Suicide & self-harm monitoring will bring together, for the first time, existing data collected by sources such as the Australian Bureau of Statistics, government health departments, coronial offices, emergency services as well as research studies and national survey data into a single web-based interactive and integrated platform. Further sources are likely to be added as development work is also being done to improve the breadth, coverage and quality of suicide and self-harm data. Importantly, all data captured and presented in Suicide & self-harm monitoring will adhere to strict data quality, privacy and ethical standards upheld by the Australian Institute of Health and Welfare.
Suicide & self-harm monitoring also entails the collection of new data such as data on ambulance attendances relating to self-harm behaviours and mental health and it will also bring about data improvements. As an example, the AIHW is working with jurisdictions that do not currently have suicide registers to establish registers so that much more timely data are available.
Since the onset of the COVID-19 pandemic, the AIHW has been collating data each week on the use of mental health services and data on suspected suicides from existing suicide registers, to inform government.
The National Suicide and Self-Harm Monitoring Project will contain a public interface designed to be used by groups such as service providers, researchers and communities to increase their awareness and understanding of suicide and self-harm.
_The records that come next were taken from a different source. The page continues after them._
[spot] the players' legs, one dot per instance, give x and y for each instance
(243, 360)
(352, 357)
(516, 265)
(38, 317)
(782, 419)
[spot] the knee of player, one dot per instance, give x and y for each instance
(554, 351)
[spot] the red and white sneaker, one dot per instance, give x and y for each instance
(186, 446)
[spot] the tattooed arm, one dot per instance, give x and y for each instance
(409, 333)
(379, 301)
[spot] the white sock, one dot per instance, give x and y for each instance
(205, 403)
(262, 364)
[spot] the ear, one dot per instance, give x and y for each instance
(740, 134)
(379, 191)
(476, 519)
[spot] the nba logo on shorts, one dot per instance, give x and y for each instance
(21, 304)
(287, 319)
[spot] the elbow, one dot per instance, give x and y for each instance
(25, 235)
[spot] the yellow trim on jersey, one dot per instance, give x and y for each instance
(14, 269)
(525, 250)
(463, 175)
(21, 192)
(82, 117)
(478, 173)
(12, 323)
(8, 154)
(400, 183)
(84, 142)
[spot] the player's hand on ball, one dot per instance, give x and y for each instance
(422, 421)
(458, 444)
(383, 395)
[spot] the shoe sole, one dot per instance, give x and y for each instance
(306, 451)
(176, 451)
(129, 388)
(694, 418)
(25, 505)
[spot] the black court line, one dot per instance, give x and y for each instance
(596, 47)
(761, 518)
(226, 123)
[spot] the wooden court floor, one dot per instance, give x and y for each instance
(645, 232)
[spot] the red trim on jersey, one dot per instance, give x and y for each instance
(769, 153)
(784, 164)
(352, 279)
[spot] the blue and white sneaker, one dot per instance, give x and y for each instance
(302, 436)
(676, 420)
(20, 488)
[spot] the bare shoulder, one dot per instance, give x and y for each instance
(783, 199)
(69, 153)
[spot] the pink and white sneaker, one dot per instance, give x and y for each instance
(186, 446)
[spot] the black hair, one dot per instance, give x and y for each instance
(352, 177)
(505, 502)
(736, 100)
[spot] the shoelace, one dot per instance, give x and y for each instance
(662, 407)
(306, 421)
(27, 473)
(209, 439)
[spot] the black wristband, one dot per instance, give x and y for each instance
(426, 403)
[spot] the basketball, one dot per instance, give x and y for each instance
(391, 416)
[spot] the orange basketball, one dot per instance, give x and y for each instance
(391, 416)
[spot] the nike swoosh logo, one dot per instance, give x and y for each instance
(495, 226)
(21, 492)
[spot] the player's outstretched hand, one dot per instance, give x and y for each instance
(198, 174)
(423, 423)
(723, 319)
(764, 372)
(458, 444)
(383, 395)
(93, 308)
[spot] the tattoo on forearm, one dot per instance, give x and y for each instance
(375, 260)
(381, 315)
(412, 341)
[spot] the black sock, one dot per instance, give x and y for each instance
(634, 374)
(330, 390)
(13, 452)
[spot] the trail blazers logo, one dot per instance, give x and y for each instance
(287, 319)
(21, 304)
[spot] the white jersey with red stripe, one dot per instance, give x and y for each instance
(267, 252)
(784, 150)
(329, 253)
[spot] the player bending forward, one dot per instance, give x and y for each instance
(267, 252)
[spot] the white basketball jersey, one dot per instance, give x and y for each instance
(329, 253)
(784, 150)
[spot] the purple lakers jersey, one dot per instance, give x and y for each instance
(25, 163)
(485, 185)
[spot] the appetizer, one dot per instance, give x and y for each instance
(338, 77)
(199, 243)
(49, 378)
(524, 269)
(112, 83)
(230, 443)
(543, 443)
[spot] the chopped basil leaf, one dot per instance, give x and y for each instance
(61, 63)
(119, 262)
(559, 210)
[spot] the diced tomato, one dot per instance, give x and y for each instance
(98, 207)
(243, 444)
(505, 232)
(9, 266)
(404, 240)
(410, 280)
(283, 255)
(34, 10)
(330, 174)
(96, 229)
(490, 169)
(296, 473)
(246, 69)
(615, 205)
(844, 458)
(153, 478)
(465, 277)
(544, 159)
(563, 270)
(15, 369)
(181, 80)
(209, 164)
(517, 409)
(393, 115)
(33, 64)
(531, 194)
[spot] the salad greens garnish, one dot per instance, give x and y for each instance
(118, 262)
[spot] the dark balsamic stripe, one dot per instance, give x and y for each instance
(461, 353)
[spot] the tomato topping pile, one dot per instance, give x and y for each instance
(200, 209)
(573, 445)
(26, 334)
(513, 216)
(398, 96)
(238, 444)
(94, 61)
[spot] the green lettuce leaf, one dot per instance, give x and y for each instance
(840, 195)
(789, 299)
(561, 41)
In addition, the project will include a separate data analytics platform to assist policy and program development and evaluation in Commonwealth and state and territory governments to conduct detailed analysis of multiple data sources to target suicide prevention activities in response to emerging trends.
The project will ultimately benefit those at risk of suicide as well as those who may experience bereavement from suicide. By providing quality, timely data and information on suicide and self-harm, the project will help governments and communities to direct suicide prevention efforts where the need is greatest and to respond more rapidly to emerging crises. Over time, this will help reduce the number of Australians who die by suicide.